La recensione di Roberto Baldini di 6 in stand-by.

Stare fermi o rimettersi in gioco?
 
Essere accesi. Muoversi, correre, baciare, amare, non fermarsi mai.
Essere spenti. Stravaccati sul divano, sacchetto infinito di patatine, birra gelata. Oppure sotto le lenzuola, persiane abbassate, musica che fluttua nell’aria.
Essere in stand-by, cosa significa? E’ come una tv spenta, uno stereo muto. Non dà cenno di vita ma una lucina flebile ti dice che sono vivi. Come si può paragonare la stessa cosa a un essere umano?
Massimo e Laura. Sposati, un figlio piccolo, sveglio e pimpante, di nome Mirko. Una storia nata per caso, una storia che forse sarebbe stato meglio non fosse mai iniziata. Perché ora Laura ha scoperto di non essere più Laura, si è vista da fuori e si è reinventata. Ora è un’altra, una donna non più fragile come un vaso di porcellana, una donna che sa tenere testa alla vita, una donna che vuole amare ed essere amata.
Massimo è un uomo brillante, una carriera di successo, un amante premuroso. Però, per essere tutto questo, ha scordato d’essere semplicemente Massimo. Cosa più importante, ha dimenticato d’amare Laura, illuminandola soltanto fiocamente con una luce debole che sapeva appena d’amore.
Uno stand-by che all’inizio farà male, da morire, ma che poi farà capire ai due protagonisti cosa vogliono e, più importante, chi sono. Saranno ancora legati l’uno all’altra? O avranno capito che è meglio dare un taglio netto a tutto? Non resta che leggere questo meraviglioso romanzo per scoprirlo…
Se vuoi continuare a leggere e te lo consiglio…

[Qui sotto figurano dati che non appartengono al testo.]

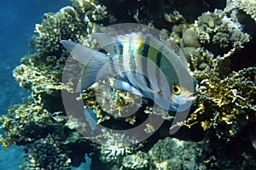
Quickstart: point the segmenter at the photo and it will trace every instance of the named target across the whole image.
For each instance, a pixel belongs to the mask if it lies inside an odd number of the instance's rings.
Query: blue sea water
[[[46,12],[56,12],[69,4],[68,0],[8,0],[0,2],[0,114],[8,106],[21,102],[28,93],[15,83],[12,71],[29,51],[28,40],[34,26]],[[1,132],[3,133],[3,132]],[[0,170],[20,169],[23,162],[22,147],[0,150]]]

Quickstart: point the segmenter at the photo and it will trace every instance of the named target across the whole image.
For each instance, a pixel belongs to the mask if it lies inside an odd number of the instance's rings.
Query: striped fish
[[[150,34],[92,34],[108,53],[73,42],[61,43],[85,65],[81,90],[114,75],[113,88],[150,99],[165,110],[182,111],[195,100],[195,81],[181,58]]]

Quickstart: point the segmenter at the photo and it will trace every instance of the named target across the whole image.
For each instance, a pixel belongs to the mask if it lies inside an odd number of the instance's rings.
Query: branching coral
[[[27,155],[21,169],[71,169],[71,159],[50,135],[27,144],[25,150]]]
[[[200,122],[205,130],[216,128],[220,137],[235,136],[255,119],[256,86],[253,77],[256,68],[231,71],[227,66],[228,54],[213,59],[209,52],[201,53],[201,57],[192,54],[194,75],[199,82],[198,108],[187,122]],[[198,68],[201,58],[206,64],[202,71]]]

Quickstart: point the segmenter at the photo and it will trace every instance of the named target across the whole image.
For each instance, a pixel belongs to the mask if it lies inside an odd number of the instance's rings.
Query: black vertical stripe
[[[156,55],[155,64],[156,64],[157,67],[155,68],[155,76],[156,76],[158,88],[160,87],[160,66],[161,66],[161,60],[163,58],[162,51],[163,51],[164,48],[165,48],[164,45],[160,47],[160,48],[157,51],[157,55]]]

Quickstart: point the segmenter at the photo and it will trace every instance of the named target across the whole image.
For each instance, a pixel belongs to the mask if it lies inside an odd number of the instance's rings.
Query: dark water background
[[[9,105],[20,103],[27,95],[15,83],[12,71],[29,51],[28,40],[35,24],[40,23],[44,13],[56,12],[68,4],[68,0],[0,1],[0,115],[7,114]],[[22,156],[21,147],[0,149],[0,170],[20,169]]]

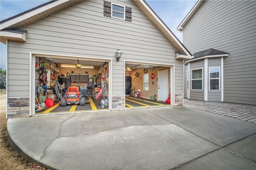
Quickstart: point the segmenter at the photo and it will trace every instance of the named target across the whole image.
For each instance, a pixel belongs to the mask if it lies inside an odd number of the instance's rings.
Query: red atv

http://scrivoleggo.blogspot.it/2012/09/6-in-stand-by-di-silvia-scibilia.html

Ogni recensione ha il suo stile, alcune sono più tecniche, si discostano poco dalla trama, aggiungono poco a quanto il lettore può conoscere del libro. Altre sono soggettive, legate alle emozioni scaturite dalla lettura. La recensione di Roberto Baldini sul suo blog scrivoleggo è straordinaria non solo perché tesse le lodi del mio libro – elemento fondamentale! – ma perché dimostra di essere entrato dentro di esso, di essersi immedesimato nello stato di attesa in cui ho immerso Massimo e Laura.

Grazie , Roberto Baldini, grazie perché recensioni come la tua mi danno la forza di continuare a scrivere.